Quotes and Tall Tales


Simon Taylor on Stirling Moss' mastery of the Le Mans-type start:

He always took up a sprinter's crouch and was usually first to his car - but on one occasion Mike Hawthorn,  wound him (Moss) up, Stirling started early and was halfway across the road when the flag fell. Into the silence came Moss' enraged shout: "You bastard, Hawthorn!" This so delighted Hawthorn that he collapsed giggling in the middle of the track, and was nearly run over as the race got under way.

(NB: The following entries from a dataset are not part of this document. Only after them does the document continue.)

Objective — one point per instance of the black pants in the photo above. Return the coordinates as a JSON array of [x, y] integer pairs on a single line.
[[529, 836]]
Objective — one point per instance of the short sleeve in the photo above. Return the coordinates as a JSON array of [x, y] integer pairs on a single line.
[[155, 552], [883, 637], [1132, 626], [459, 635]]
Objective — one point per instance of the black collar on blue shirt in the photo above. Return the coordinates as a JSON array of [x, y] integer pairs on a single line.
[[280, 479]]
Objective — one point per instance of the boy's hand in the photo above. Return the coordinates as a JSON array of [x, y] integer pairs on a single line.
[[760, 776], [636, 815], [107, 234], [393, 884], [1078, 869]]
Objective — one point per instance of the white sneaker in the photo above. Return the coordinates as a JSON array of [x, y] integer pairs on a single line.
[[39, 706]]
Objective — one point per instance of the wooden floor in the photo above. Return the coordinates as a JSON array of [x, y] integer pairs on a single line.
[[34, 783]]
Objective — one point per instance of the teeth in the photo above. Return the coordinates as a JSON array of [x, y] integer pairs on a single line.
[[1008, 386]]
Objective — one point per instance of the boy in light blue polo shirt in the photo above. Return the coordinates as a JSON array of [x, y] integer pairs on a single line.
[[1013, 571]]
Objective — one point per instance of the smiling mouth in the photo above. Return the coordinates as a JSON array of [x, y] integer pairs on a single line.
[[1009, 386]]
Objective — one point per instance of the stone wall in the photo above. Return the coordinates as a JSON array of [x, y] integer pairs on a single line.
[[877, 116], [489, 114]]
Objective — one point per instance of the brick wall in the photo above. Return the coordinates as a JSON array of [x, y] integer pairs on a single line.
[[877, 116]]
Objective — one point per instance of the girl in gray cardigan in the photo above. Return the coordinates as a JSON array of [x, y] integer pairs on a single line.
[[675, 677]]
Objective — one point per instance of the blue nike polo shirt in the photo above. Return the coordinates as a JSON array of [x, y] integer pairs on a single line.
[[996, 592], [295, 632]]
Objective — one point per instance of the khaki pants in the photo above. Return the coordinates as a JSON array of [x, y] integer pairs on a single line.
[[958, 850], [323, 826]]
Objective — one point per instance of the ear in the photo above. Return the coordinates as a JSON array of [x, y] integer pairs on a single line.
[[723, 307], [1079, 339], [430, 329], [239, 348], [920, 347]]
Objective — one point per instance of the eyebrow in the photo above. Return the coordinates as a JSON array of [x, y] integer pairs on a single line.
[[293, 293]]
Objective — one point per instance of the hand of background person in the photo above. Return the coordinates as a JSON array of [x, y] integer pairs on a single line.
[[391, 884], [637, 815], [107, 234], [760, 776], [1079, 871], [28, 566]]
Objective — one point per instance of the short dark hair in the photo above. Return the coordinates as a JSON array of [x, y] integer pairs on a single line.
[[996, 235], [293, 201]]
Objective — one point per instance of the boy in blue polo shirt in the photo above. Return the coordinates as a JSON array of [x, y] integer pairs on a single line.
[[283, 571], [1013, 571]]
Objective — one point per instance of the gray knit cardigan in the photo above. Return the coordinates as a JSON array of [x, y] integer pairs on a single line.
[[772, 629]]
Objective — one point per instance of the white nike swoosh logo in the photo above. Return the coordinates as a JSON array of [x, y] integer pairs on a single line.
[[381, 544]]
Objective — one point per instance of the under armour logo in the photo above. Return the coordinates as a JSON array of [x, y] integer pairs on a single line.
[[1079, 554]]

If you want to go really fast in a big Healey, a drop of whisky always helped.

Timo Makinen


Aerodynamics are for people who cannot build engines.

Enzo Ferrari


Nothing good has ever been reported about the full rotation of a race car about either its pitch or roll axis.

Carroll Smith


Carburetor is a French word meaning 'leave it alone'.

Dick O'Kane


...make the suspension adjustable and they will adjust it wrong -- look what they can do to a Weber carburetor in just a few moments of stupidity with a screwdriver.

Colin Chapman


Horsepower sells cars, torque wins races!

Caroll Shelby


I build them to go, not to stop.

Ettore Bugatti upon criticism of poor braking performance in his race cars.


And the winner of the "Guess who's had a moment, then" award goes to Rich Taylor, for his book "Modern Classics" in which he says of the TVR Griffith:

There has never been a more dangerous production vehicle.


All parts falling off this car are of the finest english workmanship.

Andy says he has this sticker on his Rover.